El enigma de Montiel

La noche del 23 de marzo del año 1369 el rey castellano Pedro I fue asesinado por su medio hermano Enrique de Trastámara en el castillo de Montiel. Si la vida de don Pedro se contempla como una obra de teatro, puede decirse que en ese momento cayó el telón. Todos los que nacimos después llegamos tarde: nunca podremos conocer verdaderamente al monarca, saber cómo era, ni juzgar sus acciones. Ese telón almacena hoy el polvo de más de seiscientos años, y separa dos mundos ya lejanos: el de antes y el de después del regicidio. Tanto el suceso como todo lo que lo rodea –los últimos movimientos del monarca, el modo en que fue acorralado, la traición, el tratamiento dado al cadáver, el destino de los restos, la represión a sus seguidores– están envueltos en un denso halo de misterio. En cierto modo debemos imaginar lo que ocurrió, indagando en los testimonios de quienes sí lo vieron, o tratando de reconstruirlo reuniendo las pocas pistas que nos han quedado.

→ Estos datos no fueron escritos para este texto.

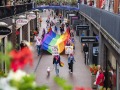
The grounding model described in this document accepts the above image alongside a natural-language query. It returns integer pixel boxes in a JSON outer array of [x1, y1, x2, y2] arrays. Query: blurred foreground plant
[[0, 43, 91, 90]]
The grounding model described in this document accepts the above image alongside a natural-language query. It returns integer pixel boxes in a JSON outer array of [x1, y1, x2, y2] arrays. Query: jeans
[[54, 64, 59, 75], [37, 45, 41, 55]]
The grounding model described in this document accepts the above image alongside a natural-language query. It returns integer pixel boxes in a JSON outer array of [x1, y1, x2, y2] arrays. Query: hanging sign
[[16, 19, 28, 25], [27, 14, 36, 19], [0, 26, 12, 35]]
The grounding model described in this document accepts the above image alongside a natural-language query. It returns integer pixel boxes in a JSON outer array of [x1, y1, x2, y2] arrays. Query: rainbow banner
[[42, 30, 70, 54]]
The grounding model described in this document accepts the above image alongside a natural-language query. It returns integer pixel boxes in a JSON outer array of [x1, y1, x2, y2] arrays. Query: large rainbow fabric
[[42, 30, 70, 53]]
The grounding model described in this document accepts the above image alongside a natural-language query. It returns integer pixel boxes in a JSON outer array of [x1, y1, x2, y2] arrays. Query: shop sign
[[76, 25, 89, 30], [81, 36, 97, 43], [0, 26, 12, 35], [16, 19, 28, 25], [27, 14, 36, 19]]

El problema es que hubo algunos –o muchos– que quisieron contar su versión de los hechos; y, dentro de esos algunos, es probable que también hubiese quien, para reforzar esa versión, intentase destruir aquello que la contradecía.

 

Los últimos días

Retrocedamos en el tiempo y situémonos en los albores de la primavera del año 1369. De acuerdo con lo que nos cuentan las crónicas, en esos momentos el rey Pedro I de Castilla, que llevaba tres años luchando contra su medio hermano Enrique de Trastámara, abastecía la villa de Carmona para que, en caso de llegar a ser sitiado, le sirviese de refugio. Allí dejaría a sus hijos, y su tesoro. En el alcázar se almacenaban víveres, joyas, monedas, armas. Enrique avanzaba; tenía de su parte varias villas y ciudades del reino, y había cercado Toledo. Don Pedro debía reaccionar, ir a su encuentro, hacerle frente. Ordenó que las tropas se reuniesen en Alcántara y partió de Sevilla. Mientras tanto, Enrique enviaba a Córdoba cartas para sus partidarios indicando que siguiesen al rey de lejos y controlasen sus movimientos. Don Pedro se dirigió a Alcántara acompañado por mil quinientos jinetes enviados por su aliado Muhammad V de Granada. A partir de ahí su rastro se pierde, las versiones de las crónicas no coinciden y la documentación no aporta datos.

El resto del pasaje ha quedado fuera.